Note that server-side Backstage uses the URL of the exhibit as well as 
the set of data link URLs as the key to cache the triple store. This is 
so that when several users view the same exhibit, only one triple store 
is instantiated (to save space and time). There are technical challenges 
here to address the case where the data at any one of those URLs is 
changed after the triple store is instantiated and loaded.

Next, also through JSONP, client-side Backstage sends over to 
server-side Backstage the configurations of the collections, views, and 
facets, and the server-side Backstage mirrors those client-side 
Javascript components with server-side Java objects.

 From then on, UI interactions on the web page cause client-side 
Backstage to make more JSONP calls to server-side Backstage. JSONP 
results cause the client-side components to update themselves.

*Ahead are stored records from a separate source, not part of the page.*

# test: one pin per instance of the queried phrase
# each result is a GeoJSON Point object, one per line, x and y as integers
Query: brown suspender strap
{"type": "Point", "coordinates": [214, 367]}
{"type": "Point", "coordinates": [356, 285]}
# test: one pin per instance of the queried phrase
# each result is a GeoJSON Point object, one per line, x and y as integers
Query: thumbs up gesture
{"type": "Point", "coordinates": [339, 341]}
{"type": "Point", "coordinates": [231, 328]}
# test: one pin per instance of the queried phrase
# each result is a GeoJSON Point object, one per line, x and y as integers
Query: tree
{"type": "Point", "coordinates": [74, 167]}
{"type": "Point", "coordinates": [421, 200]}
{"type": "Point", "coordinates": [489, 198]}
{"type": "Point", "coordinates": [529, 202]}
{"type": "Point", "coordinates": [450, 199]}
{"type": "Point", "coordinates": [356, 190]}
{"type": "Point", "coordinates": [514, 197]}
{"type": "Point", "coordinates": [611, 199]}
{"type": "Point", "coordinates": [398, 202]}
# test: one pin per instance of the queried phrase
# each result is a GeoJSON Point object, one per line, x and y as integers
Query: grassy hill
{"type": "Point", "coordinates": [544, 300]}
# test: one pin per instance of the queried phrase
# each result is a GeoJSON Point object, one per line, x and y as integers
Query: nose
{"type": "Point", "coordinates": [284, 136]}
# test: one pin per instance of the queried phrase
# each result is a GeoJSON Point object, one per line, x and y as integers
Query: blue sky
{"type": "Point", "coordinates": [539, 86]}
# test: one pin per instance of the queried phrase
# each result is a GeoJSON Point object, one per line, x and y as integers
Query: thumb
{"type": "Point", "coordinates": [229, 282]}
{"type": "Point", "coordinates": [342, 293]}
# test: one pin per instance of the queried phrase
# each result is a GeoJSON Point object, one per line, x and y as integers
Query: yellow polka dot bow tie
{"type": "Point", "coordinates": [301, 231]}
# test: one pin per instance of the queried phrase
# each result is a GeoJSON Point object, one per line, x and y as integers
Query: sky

There is another technical challenge here: if the server session 
expires, all the interactive sessions get thrown away on the server. The 
triple store might even get thrown away if no other user is looking at 
the same exhibit. But you might still have that exhibit shown on your 
browser, and it's entirely reasonable to want to resume your interaction 
with it after leaving it alone for a long time. At this point, your UI 
action (e.g., clicking in a facet) will cause client-side Backstage to 
call server-side Backstage, who has lost all its states about your 
interactive session. Server-side Backstage returns a particular error, 
which causes client-side Backstage to send over its whole state so that 
server-side Backstage can reinitialize itself and pick up where it has 
left off.

The JSONP protocol will be pretty specific to Backstage. If there's a 
desire to load data through SPARQL query, the right place to hook in 
would be between the server-side code of Backstage and the SPARQL end 
point. Right now server-side Backstage formulates its queries to the 
triple store by putting together Sesame "query algebra trees". If SPARQL 
is as expressive as Sesame's query algebra (supporting GROUP, COUNT, 
MIN, MAX), then it shouldn't be hard to swap in a SPARQL end point.

There is still one big technical unknown: lens templates. As you see in 
the demo, the view only shows the items' labels. Lens templates are 
tricky because they encapsulate computations on the data (think ex:if 
and ex:content) but they also involve DOM constructions. The former 
needs to be done on the server and the latter is better done on the client.